If you read old Slavic fairy tales like I do, you’ll sometimes come across a particular cultural refrain: Death is natural. By failing to respond adequately to death, we endanger ourselves and our loved ones. We also sadden and disturb the dead when we are unable to let go.
This is why corpses in Slavic tales will reanimate to wreak havoc if not buried on time, and this is why people who cry too much about lost loved ones will fall prey to supernatural visitations.
My Ukrainian great-grandmother once told me about a woman who buried her handsome colonel husband in Lisove and just couldn’t let go. She grieved too much, to the point of neglecting their grown children, who needed her. Then, a couple of years into it, she showed up unannounced at her son’s door, rain in her hair, and hugged him tightly and said that she was sorry and that she would no longer visit the cemetery quite as often. Things began looking up. But why?

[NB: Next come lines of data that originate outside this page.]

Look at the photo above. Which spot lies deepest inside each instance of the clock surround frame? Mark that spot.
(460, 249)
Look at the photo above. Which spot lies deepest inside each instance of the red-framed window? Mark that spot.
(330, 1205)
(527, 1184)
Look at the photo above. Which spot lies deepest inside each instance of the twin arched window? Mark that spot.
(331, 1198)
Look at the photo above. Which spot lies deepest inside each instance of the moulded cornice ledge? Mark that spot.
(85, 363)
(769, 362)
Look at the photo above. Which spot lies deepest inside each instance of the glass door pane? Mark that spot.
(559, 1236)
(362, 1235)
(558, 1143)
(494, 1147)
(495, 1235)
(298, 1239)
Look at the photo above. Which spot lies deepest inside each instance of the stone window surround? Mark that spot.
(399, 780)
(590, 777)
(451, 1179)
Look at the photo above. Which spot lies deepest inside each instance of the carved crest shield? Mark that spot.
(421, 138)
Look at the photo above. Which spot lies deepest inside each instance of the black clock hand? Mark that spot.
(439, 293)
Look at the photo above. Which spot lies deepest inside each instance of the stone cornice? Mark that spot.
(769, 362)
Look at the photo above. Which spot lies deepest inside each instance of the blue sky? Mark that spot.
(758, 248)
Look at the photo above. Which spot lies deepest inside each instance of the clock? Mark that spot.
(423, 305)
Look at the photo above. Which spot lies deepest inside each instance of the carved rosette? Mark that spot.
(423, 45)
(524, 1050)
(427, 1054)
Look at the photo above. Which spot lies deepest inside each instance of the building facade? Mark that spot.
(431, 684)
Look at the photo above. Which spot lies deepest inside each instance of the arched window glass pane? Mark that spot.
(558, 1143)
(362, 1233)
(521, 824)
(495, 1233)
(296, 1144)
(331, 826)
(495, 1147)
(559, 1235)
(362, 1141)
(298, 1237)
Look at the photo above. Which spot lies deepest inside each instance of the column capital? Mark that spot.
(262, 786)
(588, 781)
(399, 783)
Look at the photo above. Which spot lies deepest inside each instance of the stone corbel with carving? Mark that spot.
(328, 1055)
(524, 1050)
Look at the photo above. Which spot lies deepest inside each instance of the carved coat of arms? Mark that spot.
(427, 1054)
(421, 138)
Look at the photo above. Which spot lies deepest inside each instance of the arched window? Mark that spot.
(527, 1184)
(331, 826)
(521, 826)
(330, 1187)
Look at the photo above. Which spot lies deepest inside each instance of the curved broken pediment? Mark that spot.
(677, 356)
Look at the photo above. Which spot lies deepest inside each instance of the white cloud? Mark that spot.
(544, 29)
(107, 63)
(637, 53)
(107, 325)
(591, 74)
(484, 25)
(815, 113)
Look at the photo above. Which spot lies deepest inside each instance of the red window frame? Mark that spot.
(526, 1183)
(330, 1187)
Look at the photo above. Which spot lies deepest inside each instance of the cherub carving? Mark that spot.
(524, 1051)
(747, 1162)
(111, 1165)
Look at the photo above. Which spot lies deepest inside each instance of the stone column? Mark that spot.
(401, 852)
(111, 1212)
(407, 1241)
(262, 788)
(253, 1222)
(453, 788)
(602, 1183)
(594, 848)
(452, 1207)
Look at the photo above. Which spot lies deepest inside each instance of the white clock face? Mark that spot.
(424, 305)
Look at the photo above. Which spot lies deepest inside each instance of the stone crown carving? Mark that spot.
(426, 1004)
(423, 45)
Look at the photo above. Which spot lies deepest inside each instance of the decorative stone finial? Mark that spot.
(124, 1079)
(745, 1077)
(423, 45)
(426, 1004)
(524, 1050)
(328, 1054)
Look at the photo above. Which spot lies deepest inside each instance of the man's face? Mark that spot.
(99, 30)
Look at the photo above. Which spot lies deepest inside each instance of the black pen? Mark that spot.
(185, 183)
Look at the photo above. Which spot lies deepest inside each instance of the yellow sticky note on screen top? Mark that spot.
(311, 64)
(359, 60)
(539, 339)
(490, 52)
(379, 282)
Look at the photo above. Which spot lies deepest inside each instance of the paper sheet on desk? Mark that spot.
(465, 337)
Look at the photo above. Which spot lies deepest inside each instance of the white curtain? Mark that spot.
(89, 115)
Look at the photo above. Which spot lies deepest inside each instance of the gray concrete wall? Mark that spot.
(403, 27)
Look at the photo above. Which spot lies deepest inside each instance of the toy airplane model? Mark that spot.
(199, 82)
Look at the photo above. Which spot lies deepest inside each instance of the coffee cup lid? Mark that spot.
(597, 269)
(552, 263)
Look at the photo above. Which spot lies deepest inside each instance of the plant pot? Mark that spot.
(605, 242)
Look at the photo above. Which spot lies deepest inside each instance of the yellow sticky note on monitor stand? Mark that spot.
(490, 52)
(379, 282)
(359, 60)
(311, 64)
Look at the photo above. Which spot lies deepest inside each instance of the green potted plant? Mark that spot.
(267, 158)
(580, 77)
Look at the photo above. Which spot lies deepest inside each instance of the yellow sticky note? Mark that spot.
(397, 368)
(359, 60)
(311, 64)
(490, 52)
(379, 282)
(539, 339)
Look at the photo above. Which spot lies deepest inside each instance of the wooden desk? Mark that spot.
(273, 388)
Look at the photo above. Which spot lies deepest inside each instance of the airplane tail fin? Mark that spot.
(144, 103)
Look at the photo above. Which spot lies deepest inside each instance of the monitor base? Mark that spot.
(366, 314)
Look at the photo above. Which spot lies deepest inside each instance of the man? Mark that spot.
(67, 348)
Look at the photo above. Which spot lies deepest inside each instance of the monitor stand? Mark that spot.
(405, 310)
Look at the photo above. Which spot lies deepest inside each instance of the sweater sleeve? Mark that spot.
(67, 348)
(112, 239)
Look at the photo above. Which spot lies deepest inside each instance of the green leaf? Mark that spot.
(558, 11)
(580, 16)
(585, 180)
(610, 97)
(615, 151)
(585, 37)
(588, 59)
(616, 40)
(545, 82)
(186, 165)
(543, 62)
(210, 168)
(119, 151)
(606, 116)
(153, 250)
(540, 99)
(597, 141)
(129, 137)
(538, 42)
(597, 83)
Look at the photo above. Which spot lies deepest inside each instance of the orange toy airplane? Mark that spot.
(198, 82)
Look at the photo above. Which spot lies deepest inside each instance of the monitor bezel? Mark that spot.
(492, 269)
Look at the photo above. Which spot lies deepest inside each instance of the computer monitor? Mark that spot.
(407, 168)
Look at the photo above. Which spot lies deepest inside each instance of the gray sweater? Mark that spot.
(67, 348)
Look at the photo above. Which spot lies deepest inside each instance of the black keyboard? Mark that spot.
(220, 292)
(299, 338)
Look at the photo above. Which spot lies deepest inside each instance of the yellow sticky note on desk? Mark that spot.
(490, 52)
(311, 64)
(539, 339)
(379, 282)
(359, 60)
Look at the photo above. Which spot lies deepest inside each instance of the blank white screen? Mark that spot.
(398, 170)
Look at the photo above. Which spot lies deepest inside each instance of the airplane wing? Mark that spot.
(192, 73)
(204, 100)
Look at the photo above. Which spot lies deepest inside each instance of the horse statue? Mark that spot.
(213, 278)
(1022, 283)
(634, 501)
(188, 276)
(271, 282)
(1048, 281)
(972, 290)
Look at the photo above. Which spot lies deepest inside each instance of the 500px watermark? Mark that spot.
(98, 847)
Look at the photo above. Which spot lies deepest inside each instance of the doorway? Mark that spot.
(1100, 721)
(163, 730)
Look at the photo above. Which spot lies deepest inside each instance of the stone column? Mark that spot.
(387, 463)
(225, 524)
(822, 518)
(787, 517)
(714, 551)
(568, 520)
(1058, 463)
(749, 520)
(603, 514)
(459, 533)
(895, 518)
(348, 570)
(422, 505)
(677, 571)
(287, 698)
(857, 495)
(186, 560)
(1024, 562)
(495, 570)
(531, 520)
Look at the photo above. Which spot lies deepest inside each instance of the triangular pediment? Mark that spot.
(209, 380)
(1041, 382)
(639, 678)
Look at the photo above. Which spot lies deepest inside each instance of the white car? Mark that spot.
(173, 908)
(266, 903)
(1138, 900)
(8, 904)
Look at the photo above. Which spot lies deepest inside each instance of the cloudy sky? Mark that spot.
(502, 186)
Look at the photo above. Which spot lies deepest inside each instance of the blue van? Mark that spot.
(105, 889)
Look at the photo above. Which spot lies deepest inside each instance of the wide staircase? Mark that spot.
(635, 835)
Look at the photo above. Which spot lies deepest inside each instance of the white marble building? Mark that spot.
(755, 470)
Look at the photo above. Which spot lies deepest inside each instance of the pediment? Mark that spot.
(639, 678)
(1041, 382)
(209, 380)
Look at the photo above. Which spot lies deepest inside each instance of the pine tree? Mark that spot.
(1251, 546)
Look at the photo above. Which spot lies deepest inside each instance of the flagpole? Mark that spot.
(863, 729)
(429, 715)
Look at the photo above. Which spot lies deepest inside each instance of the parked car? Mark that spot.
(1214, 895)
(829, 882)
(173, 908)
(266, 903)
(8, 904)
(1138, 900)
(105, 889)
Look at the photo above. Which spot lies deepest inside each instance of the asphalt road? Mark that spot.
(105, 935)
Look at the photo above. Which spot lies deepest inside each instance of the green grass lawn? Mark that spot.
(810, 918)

Here’s the tale the woman told to my great-grandmother, herself the widow of an officer by then:
The woman visited the colonel’s grave so frequently that she began to take notice that someone was leaving strange flowers there — very dark roses, of the sort her husband didn’t like.
She began to wonder if he had a mistress. And if that was the reason he acted like he hadn’t liked those flowers in life. Maybe they were the mistresses’ favorite flowers, and the sight of them made him nervous in his wife’s presence. This is quite the conspiracy theory!
So the colonel’s widow began throwing the flowers away with a vengeance, but they always seemed to come back, and there always seemed to be more of them. It began driving her a little crazy!
Finally, when faced with a giant bouquet of these things, she completely broke down. She ranted and raved and shook her fist at the dark clouds gathering above Lisove — and yelled all sorts of desperate, accusatory things.
And then, it was as if a pair of icy hands grabbed her shoulders, and a voice said sweetly and knowingly in her ear, “Shhhh!”
With some difficulty, the colonel’s widow broke away, and rant between the tombstones. She was so disoriented that she didn’t even notice the rain falling, or that she’d lost her hat. When she got to the gate, looking disheveled, one of the old security guards who was having a cigarette outside took one look at her and invited her to sit in his booth for a while.
When she told him what happened, the security guard said that there is the ghost of a woman who sometimes teases cemetery visitors who’ve overstayed their welcome. “Because life is for the living,” he said.
He was right.
And so as I continue to grieve for everyone I’ve lost, I find a lot of comfort in this story. I hope you will too.
Be safe. Life life to the fullest. Don’t overstay your welcome in sad places.